Private funds typically invest money very differently than public funds, such as mutual funds. They invest the capital you commit (your “committed capital”) to their fund over time at their discretion.
In effect, this spreads your investment out over several years. This has a couple of major advantages:
It allows you to continue to invest the money you committed while awaiting capital calls (as long as you can mobilize enough capital to respond to these calls when they are made - more on this below).
It means your investments are diversified across different economic and business environments, which reduces overall fund risk related to the timing of investments.
The way private funds typically work is that the money you agreed to invest in a fund is not actually transferred to the fund manager immediately. Instead, it is “called” by the manager when it is actually required to make investments.
The chart below illustrates just how gradual this process can be across a variety of private strategies, showing the median pace of capital calls of funds in the 2008 “vintage” (i.e., that first called capital in 2008). An investment in a 2008 fund in reality means you invest over several of the following years.
Private fund managers cannot say in advance precisely when they will make a deal, which means capital calls are fairly unpredictable. You know the maximum amount of capital that can be called, but not when that will happen or how much will be called. However, as the chart above shows, most strategies deploy the majority of their capital in the first four years (16 quarters) of a fund’s lifecycle.
When a capital call is made, you are sent a notice by the fund manager detailing the specific amount of the capital you committed to the fund that is being called. You are given a date by which you need to wire the money to the fund. The following is a hypothetical example of a capital call document:
Capital calls typically have relatively short notice periods - sometimes as little as ten days, occasionally as long as two months.
This underscores the importance of thinking carefully about your liquidity before committing to a private fund.
On the one hand, you must be sure that you can accept some illiquidity in your portfolio, because once capital is committed it can take many years for returns to start filtering back to you.

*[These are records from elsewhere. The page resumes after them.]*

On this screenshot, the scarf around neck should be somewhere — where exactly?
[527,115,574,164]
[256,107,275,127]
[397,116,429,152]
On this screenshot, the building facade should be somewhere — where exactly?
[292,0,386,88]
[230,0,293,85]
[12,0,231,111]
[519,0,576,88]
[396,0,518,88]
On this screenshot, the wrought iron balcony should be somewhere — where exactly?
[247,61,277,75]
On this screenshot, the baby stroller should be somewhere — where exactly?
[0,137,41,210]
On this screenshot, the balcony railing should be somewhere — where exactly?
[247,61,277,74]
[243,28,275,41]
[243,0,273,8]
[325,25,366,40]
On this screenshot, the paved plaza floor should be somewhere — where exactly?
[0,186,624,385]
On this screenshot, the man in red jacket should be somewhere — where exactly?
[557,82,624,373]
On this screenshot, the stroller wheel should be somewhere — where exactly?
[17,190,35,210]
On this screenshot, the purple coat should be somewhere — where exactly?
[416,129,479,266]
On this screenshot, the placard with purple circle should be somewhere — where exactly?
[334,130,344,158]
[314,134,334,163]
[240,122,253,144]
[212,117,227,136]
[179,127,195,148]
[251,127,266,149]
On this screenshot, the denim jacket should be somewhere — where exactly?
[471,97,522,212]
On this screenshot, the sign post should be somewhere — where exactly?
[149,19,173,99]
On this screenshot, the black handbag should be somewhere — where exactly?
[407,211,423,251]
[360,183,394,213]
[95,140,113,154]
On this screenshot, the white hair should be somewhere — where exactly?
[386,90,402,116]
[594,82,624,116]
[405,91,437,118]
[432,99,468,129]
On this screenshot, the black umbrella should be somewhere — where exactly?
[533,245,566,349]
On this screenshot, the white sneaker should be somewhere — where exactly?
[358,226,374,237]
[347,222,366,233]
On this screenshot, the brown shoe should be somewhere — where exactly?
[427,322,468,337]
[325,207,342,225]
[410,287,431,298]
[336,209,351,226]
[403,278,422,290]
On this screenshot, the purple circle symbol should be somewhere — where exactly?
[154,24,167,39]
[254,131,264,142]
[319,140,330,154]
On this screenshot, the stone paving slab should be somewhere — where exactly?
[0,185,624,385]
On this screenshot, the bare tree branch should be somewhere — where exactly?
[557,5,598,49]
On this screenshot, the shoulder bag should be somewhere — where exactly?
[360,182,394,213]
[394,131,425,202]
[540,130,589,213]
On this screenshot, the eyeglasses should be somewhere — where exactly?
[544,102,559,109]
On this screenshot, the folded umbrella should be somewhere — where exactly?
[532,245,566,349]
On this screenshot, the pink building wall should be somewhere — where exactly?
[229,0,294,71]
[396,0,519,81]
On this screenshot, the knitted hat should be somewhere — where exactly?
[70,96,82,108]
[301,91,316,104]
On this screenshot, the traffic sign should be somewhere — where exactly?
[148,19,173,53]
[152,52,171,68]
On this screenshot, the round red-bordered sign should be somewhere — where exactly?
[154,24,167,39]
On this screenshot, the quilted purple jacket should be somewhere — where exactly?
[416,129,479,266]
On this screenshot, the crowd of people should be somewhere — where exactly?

On the other hand, you need to make sure that you have enough liquidity to cover capital calls on an ongoing basis.
Before committing to a fund, you should decide which strategy to use to meet capital calls. Investors typically meet them in one of two ways:
Liquidate existing investments: The simplest and most frequently used approach among individual investors is simply to sell some existing assets to cover each capital call. This obviously means ensuring enough of your portfolio is liquid, which is typically not a problem for most retail investors, who have traditionally held all of their portfolio in liquid assets. The only problem this presents is that capital calls are unpredictable, which means you may be forced to exit certain investments at a less than optimal time, such as during a market downturn.
Establish a line of credit: Mainly a choice for larger, institutional investors, this may still be an option for certain individuals. This would allow you to borrow from a bank at low rates to cover the capital call, with a period of time (often six months) in which to decide how to pay it back, potentially allowing you to sell other assets at more opportune times at more favorable prices. These lines of credit would need to be established well in advance of the potential capital calls.

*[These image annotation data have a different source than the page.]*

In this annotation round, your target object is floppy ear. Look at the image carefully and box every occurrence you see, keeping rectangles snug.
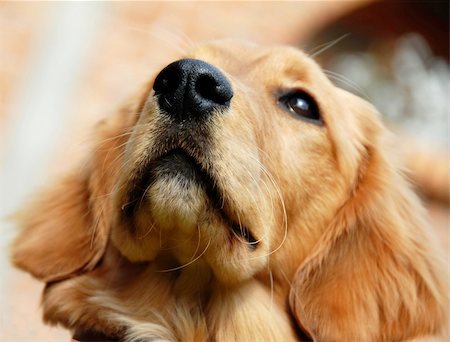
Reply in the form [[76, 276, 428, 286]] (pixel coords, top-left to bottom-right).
[[13, 170, 108, 281], [12, 105, 130, 282], [289, 94, 448, 341]]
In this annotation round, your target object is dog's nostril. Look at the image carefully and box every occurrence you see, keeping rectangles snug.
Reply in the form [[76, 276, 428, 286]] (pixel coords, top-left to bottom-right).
[[195, 74, 233, 105]]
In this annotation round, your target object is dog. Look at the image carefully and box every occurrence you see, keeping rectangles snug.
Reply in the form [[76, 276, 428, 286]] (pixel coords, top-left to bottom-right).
[[12, 40, 448, 341]]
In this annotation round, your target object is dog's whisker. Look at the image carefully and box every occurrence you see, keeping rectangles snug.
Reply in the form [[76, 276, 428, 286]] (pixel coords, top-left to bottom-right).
[[323, 69, 370, 101], [308, 33, 350, 58], [156, 239, 211, 273]]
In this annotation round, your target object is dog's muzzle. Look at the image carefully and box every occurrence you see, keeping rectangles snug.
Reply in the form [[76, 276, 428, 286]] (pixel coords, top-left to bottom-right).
[[153, 58, 233, 122]]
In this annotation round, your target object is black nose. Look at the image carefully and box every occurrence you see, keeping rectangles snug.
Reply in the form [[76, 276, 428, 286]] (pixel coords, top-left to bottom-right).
[[153, 58, 233, 120]]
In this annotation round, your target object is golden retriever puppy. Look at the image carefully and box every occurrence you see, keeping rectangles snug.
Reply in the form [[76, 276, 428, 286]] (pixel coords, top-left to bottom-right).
[[13, 41, 448, 341]]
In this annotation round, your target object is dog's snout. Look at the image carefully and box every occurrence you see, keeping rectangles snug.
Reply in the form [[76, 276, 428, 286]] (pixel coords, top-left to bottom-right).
[[153, 58, 233, 119]]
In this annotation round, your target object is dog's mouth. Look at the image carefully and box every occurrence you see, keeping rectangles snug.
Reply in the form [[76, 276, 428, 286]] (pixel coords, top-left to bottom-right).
[[121, 147, 259, 250]]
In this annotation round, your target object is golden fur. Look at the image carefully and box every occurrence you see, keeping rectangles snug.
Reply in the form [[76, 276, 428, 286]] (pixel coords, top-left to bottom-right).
[[13, 41, 448, 341]]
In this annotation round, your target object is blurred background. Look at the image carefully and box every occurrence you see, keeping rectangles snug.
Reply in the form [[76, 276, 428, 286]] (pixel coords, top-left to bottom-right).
[[0, 0, 450, 341]]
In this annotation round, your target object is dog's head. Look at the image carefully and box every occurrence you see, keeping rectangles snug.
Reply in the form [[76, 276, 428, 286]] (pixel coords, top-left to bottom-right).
[[14, 41, 446, 336], [112, 40, 372, 282]]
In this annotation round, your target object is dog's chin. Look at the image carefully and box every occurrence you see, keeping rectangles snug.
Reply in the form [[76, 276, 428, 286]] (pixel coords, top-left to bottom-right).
[[143, 151, 210, 233]]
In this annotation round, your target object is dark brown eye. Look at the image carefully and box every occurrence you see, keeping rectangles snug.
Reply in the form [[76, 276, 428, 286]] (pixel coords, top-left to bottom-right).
[[280, 92, 322, 123]]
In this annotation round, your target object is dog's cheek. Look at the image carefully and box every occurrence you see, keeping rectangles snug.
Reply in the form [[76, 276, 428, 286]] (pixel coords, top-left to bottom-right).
[[111, 219, 161, 262]]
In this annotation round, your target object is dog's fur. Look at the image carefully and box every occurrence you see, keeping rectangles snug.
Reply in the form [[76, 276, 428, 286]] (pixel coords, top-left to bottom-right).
[[13, 41, 448, 341]]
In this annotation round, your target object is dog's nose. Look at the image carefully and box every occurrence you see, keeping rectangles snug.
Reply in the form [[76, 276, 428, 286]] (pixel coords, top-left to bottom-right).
[[153, 58, 233, 120]]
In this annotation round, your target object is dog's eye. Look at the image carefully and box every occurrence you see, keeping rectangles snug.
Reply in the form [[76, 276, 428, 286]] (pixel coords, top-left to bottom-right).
[[280, 92, 322, 123]]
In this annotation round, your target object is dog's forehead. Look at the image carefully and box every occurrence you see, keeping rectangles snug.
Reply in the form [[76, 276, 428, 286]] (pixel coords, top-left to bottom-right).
[[188, 40, 321, 80]]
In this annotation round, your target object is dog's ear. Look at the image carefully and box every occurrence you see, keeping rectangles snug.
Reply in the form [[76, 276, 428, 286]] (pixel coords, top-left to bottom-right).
[[12, 170, 108, 281], [289, 92, 447, 341], [12, 108, 130, 282]]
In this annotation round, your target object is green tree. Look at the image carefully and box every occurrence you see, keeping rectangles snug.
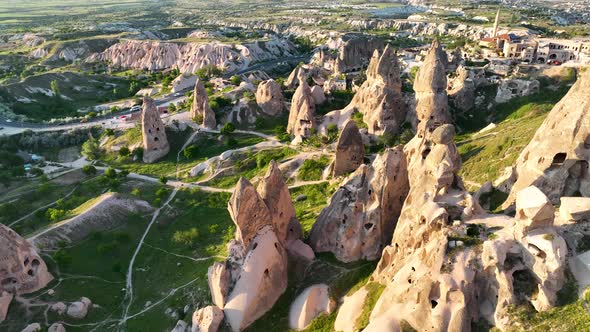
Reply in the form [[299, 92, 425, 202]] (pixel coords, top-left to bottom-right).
[[182, 145, 199, 159], [49, 80, 61, 97], [158, 175, 168, 184], [104, 167, 117, 179], [119, 146, 131, 157], [219, 122, 236, 135], [229, 75, 242, 85], [82, 165, 96, 176], [82, 137, 101, 160], [172, 227, 199, 247]]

In the highly unlikely scenario of finding yourself unable to cover a capital call, you might be tempted to try to exit a private investment early. This is sometimes possible, but is never advisable. These are long-term, buy-and-hold investments. Secondary markets for shares in traditional private funds do exist, but are illiquid and you will typically be forced to accept a big discount (or “haircut”) to your holdings’ value in order to secure a secondary sale. It is therefore much better to have a clear strategy to cover capital calls than to rely on a secondary sale.
Should you fail to meet a capital call there are penalties, which are laid out in the initial investment agreement. These can include:
A fine
Forfeiture of your rights to the investment
Dilution of equity or total loss of that share in the fund
A mandatory high interest rate loan from the fund to cover the cost
The forced sale of your existing equity back to the manager at a discount rate
While this may all sound daunting, such extreme outcomes are very rare and highly avoidable. The right partner will be able to help you navigate liquidity management for your private investments. And the bigger picture is that, for most investors, we consider the slight logistical challenges associated with the private market fund model to be outweighed by the diverse portfolio benefits the various strategies can potentially offer.
Capital call: The process by which a fund manager asks investors to contribute a portion of the money they committed to the fund, in order to execute an investment.
Committed capital: The amount of money an investor commits to investing in a private market fund.
Vintage: Definitions vary, but we define it as the year in which a fund first requests capital.